エージェントが具体的なアクションを実行する仕組みとして、LinkedInは「スキル (Skills)」という概念を開発しました。これはファンクションコーリングに似ていますが、いくつかの重要な違いがあります。

  1. スコープの広さ: ローカル環境に限定されず、RPCコール、データベースクエリ、プロンプト、さらには他のエージェント自体もスキルとして扱えます。
  2. 非同期呼び出し: スキルを同期的にも非同期的に呼び出すことができ、これは長時間処理が伴うエージェントシステムにおいて極めて重要です。

「スキルは同期的にだけでなく、非同期的に呼び出すこともできます。これは私たちが話してきた様々なテーマを考えると、非同期性は絶対に不可欠です。」 (how specifically we let agents invoke skills synchronously but also asynchronously, which we consider the different themes that we talked about. The asynchronicity part is absolutely critical.)
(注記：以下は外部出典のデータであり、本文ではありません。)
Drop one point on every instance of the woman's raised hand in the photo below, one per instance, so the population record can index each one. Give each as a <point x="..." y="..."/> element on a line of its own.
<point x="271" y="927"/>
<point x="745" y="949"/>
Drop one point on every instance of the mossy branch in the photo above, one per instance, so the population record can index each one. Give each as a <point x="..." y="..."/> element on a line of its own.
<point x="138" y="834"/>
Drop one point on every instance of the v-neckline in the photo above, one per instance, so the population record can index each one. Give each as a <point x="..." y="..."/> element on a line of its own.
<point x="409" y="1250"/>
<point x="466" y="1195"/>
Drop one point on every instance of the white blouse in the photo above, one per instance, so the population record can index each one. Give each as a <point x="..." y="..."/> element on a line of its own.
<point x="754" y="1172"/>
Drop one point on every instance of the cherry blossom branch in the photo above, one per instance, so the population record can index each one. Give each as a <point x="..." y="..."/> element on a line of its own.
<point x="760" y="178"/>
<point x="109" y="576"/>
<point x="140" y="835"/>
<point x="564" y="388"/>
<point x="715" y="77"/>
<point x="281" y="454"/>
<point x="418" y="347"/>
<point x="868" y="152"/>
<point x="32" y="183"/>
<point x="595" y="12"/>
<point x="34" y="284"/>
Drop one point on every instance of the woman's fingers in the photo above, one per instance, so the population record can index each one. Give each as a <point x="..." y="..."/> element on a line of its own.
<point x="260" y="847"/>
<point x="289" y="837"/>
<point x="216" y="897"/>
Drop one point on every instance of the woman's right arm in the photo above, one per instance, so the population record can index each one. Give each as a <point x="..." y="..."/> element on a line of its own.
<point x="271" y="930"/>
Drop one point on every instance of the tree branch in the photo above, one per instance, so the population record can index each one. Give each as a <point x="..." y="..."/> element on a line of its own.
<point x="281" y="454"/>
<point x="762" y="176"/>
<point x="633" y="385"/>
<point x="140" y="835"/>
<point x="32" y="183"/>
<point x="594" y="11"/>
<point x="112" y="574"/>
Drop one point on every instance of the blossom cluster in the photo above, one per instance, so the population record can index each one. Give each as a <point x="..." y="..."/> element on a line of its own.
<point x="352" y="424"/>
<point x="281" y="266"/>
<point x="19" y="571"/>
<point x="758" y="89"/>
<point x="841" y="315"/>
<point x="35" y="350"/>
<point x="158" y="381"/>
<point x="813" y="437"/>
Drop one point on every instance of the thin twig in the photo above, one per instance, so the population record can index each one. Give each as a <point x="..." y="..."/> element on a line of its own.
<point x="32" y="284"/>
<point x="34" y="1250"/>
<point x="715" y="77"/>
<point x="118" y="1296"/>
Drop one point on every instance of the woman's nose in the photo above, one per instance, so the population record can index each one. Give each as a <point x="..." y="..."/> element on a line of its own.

さらに、これらのスキルは中央のスキルレジストリ (skill registry) に登録され、異なるチームやエージェント間で発見・再利用が可能です。これにより、組織全体でのエージェント開発の効率化と連携強化が図られています。Tag氏は、スーパーバイザーエージェントがソーシングエージェントに指示を出し、ソーシングエージェントがスキルレジストリを介して適切なスキルを発見・実行するというフロー例を示しました。

オブザーバビリティの重要性

最後にTag氏は、エージェント的な実行方法には特有のオブザーバビリティ (observability) ソリューションが必要であるとし、カスタムのオブザーバビリティ基盤を構築したことにも言及しました。

「観察できないものは修正できません。これを実際に行うには、堅牢な評価が必要です。」 (You can't fix what you can't observe. And really, to do this, you need robust evaluations, things that people have talked about already.)

まとめと教訓

David Tag氏は講演の最後に、LinkedInでのエージェント開発から得られた2つの重要な教訓を共有しました。

  1. 生産性への投資: この分野は急速に進化しているため、開発者が容易に構築・適応できるよう、標準化されたパターンを提供し、生産性を高めることが不可欠です。
  2. 本番ソフトウェアとしての考慮事項: エージェントシステムも本番ソフトウェアである以上、可用性、信頼性、そして特にオブザーバビリティと堅牢な評価が極めて重要です。

LinkedInの事例は、大規模組織においてAIエージェントをプロダクションレベルで開発・運用し、スケールさせていく上での具体的な課題と、LangChain/LangGraphを含む技術スタックをいかに戦略的に活用していくかという点で、多くの示唆を与えてくれるものでした。特に、Pythonへの大胆な移行、標準化されたフレームワークの提供、そして「スキル」という独自の概念によるエージェント連携の仕組みは、今後のエージェント開発における重要なヒントとなりそうです。